In January, the department announced changes that simplify the evaluations, moving from 107 assessment categories to just three.

The teachers unions argue the evaluation system is forcing veteran educators to retire or have their licenses jeopardized. The system ties teacher performance to test scores.

PED has argued that their system creates accountability and helps teachers improve.

Court Denies Request To Stop Transit ProjectAlbuquerque Journal

An appeals court in Denver denied a motion by opponents of a transit project in Albuquerque to stop construction already underway.

The Albuquerque Journal reports the U.S. 10th Circuit Court of Appeals did not go into reasons for the denial.

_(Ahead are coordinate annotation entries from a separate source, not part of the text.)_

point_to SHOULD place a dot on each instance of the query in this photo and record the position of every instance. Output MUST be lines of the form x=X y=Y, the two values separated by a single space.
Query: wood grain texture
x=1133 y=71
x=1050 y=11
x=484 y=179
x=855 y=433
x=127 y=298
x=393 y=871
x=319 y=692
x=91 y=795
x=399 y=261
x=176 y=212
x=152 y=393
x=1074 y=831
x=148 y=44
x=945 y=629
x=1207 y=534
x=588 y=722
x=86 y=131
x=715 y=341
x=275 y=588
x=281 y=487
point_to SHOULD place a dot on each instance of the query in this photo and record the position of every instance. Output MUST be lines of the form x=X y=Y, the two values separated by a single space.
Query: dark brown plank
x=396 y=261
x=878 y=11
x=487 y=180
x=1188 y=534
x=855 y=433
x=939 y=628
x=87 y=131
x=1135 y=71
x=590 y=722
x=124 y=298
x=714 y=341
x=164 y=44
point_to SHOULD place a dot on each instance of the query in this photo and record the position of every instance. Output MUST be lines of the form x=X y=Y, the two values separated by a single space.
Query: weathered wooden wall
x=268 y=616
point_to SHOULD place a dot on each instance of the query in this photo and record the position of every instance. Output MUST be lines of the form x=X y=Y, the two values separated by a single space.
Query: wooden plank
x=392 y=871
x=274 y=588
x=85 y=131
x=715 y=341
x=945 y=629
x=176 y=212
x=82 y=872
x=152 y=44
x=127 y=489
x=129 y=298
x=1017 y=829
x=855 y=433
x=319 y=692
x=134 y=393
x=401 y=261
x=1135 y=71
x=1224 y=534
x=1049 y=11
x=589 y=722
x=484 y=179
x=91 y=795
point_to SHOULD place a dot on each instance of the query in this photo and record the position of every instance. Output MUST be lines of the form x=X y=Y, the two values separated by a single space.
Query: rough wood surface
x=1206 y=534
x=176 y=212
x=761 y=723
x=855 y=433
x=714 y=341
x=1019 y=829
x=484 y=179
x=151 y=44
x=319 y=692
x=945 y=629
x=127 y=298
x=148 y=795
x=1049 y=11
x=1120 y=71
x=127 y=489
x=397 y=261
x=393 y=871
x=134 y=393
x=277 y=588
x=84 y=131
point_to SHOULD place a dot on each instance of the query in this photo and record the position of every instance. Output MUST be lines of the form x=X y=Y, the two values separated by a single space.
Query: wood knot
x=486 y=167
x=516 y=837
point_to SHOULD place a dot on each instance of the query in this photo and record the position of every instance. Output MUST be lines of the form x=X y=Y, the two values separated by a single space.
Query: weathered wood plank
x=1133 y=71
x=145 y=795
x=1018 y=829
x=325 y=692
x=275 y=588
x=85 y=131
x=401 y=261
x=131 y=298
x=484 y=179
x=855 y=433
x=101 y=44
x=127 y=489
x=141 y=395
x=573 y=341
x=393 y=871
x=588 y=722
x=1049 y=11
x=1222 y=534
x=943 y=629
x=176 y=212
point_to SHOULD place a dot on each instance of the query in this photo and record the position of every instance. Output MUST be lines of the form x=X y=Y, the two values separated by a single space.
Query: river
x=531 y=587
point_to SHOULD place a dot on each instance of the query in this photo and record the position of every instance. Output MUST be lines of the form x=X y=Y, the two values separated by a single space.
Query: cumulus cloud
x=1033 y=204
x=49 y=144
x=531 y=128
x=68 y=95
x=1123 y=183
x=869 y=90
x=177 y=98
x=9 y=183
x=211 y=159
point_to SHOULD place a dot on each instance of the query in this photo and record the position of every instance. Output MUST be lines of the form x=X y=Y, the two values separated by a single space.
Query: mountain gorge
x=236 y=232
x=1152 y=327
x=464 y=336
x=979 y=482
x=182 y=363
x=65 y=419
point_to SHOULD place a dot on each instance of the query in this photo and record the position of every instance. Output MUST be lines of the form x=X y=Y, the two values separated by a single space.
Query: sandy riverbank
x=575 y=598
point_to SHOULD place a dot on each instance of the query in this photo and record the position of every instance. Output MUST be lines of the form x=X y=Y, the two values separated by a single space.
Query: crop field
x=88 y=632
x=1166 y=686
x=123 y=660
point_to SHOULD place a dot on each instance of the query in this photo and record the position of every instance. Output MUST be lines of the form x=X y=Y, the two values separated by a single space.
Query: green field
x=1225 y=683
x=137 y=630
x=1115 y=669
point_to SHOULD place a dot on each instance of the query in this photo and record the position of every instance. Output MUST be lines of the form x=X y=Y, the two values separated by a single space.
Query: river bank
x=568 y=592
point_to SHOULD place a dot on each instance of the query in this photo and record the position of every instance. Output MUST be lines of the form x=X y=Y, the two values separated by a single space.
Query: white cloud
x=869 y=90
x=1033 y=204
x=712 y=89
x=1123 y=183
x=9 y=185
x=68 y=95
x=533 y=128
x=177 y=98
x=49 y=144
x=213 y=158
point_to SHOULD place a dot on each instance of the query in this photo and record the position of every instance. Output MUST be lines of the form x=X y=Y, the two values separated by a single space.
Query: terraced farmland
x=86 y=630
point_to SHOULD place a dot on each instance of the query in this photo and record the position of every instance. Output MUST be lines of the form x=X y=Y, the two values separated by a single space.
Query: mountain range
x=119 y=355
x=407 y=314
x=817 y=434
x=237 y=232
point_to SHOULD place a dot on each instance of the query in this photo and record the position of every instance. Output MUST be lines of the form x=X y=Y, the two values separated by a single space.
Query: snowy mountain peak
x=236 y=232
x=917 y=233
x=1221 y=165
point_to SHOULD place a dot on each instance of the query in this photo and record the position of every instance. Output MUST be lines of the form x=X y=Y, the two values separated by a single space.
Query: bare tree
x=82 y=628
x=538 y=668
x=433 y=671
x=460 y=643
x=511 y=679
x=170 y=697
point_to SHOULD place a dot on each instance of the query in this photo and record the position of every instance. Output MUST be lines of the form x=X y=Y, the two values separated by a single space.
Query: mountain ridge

Crews are already ripping up concrete and medians along Central Avenue to prepare for a nine-mile system of dedicated bus lanes and stations.

Opponents argued the Federal Transit Administration has not given final approval for the grant that will pay for most of the project. The city is paying for the nearly $120 million project now and counting on the grant to cover the costs.

Federal officials and the city of Albuquerque argued construction could move ahead while final approval is pending.

Opponents contend the bus rapid transit project will create too much congestion and hurt the historical nature of Route 66. They still have an appeal pending in the 10th Circuit Court of Appeals.

Millions In Bonds On The Ballot For New Mexico ProjectsAssociated Press

It'll be up to New Mexico voters to approve more than $186 million in general obligation bonds to support everything from senior citizen centers and schools to the construction of a new state crime lab.

Supporters say the funding is key to completing brick and mortar projects as New Mexico struggles with a budget crisis that has forced lawmakers and Gov. Susana Martinez to curb spending.

If voters approve all four bonds on the ballot this year, finance officials estimate that property owners would pay $9.34 annually on each $100,000 of a property's assessed value to pay for the bonds over the next decade. It's the same amount assessed to property owners in 2015.

The largest of the bonds would fund construction projects at colleges and universities around the state

Lawsuit: New Mexico Sheriff Challenged Mayor To Fist FightPortales News-Tribune, Associated Press

A lawsuit claims an eastern New Mexico sheriff is interfering with a town's police business and even challenged its mayor to a "fist fight in the middle of the road."

The town of Elida filed a lawsuit last week against Roosevelt County Sheriff Malin Parker to prevent him from further interfering with town ordinances or law enforcement.

According to the lawsuit, Parker has interfered with Elida police business on at least three occasions.

When Elida Mayor Durward Dixon attempted to ask Parker about the interference, court documents say Parker challenged the Dixon to a fist fight.

Dixon told the Portales News-Tribune he tried twice to reconcile with the sheriff and filed the lawsuit as a last resort.

Parker declined to comment on the lawsuit.